While spending so much time in bed-which was a very scary reminiscence of being anemic for all those months a few years ago-I had lots of random thoughts to occupy me.
  1. There is an ant colony just outside my laundry room window.  Those ants seem determined to make an ant hill out of my laundry basket.  Are they lazy ants?  They don't want to have to burrow their own hill in the dirt?  They just use the tunnels in the folds of the laundry.  The problem is, it's my goal to see the bottom of the laundry basket every day, even if that mean dumping out all the laundry and then putting it all back.  
  2. Rocks.  I dreamed about rocks more than once.  Does anyone want some rocks for landscaping?  Anyone, anyone?
  3. I'm a mean mom.  I'm a good mom.  It went back and forth over the last week.  I guess that means I'm a normal mom.  Huh.  I guess I wanted to be wonder woman.
  4. My kids are growing up.  They did an awesome job playing together quietly for 3 days.  They made their own lunches and learned how to clean up.  I guess I'm not the only one to learn from this experience.  I hope the education sticks.
  5. There are some really weird birds around my neighborhood that make really weird sounds.
  6. I missed playing my piano.  I think I take it for granted too often that I even have one.  It relaxes me.
It's time for me to jump back in to real life.  Natalie is naked screaming about her shortened bath and the house is a mess.  I love being a stay at home mom!

7 comments:

Unknown said...

I love you Michelle!

Heather said...

So sorry to hear about the pregnancy!
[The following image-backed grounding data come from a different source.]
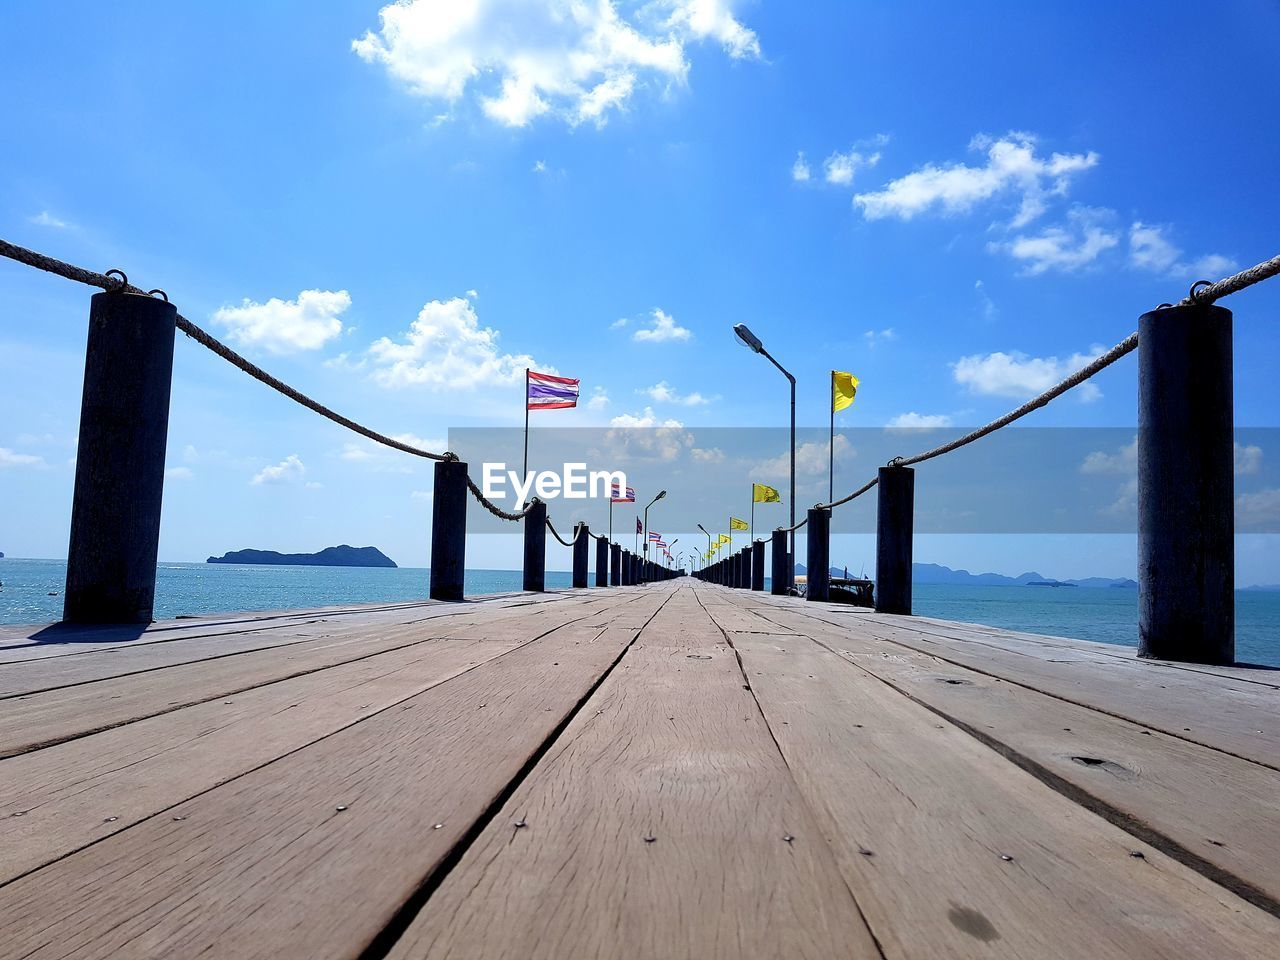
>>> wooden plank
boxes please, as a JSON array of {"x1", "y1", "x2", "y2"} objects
[
  {"x1": 0, "y1": 631, "x2": 528, "y2": 882},
  {"x1": 0, "y1": 592, "x2": 611, "y2": 696},
  {"x1": 0, "y1": 596, "x2": 613, "y2": 759},
  {"x1": 708, "y1": 593, "x2": 1280, "y2": 913},
  {"x1": 736, "y1": 600, "x2": 1280, "y2": 768},
  {"x1": 0, "y1": 591, "x2": 668, "y2": 960},
  {"x1": 0, "y1": 589, "x2": 583, "y2": 663},
  {"x1": 386, "y1": 582, "x2": 880, "y2": 960},
  {"x1": 726, "y1": 626, "x2": 1280, "y2": 959}
]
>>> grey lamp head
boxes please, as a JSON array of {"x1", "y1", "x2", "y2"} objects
[{"x1": 733, "y1": 323, "x2": 764, "y2": 354}]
Glad you're surrounded by amazing big and little people!

katieo said...

oh no. so so sorry.
You've really got a great family.

Carly G. said...

Michelle! I had no idea this happened until I read this blog. Please call or email me if you ever want to talk. Love you!!
Carly

Jenny said...

So sorry Michelle, hope you are doing okay, big hugs from me! Sounds like your family is taking good care of you :)

Nancy T said...

Michelle, you and Jason are both heroes! You are fabulous parents and your kids are "the bomb"! Glad you're feeling better and I'm glad you and Jason got some time alone together!

kam said...

I'm sorry Michelle! So sorry. I'm grateful that you are surrounded by love and support on all sides. That's a tremendous environment to be in when you are healing physically and emotionally from heartache. I agree with everything everyone else has posted. You are incredible (and Jason too).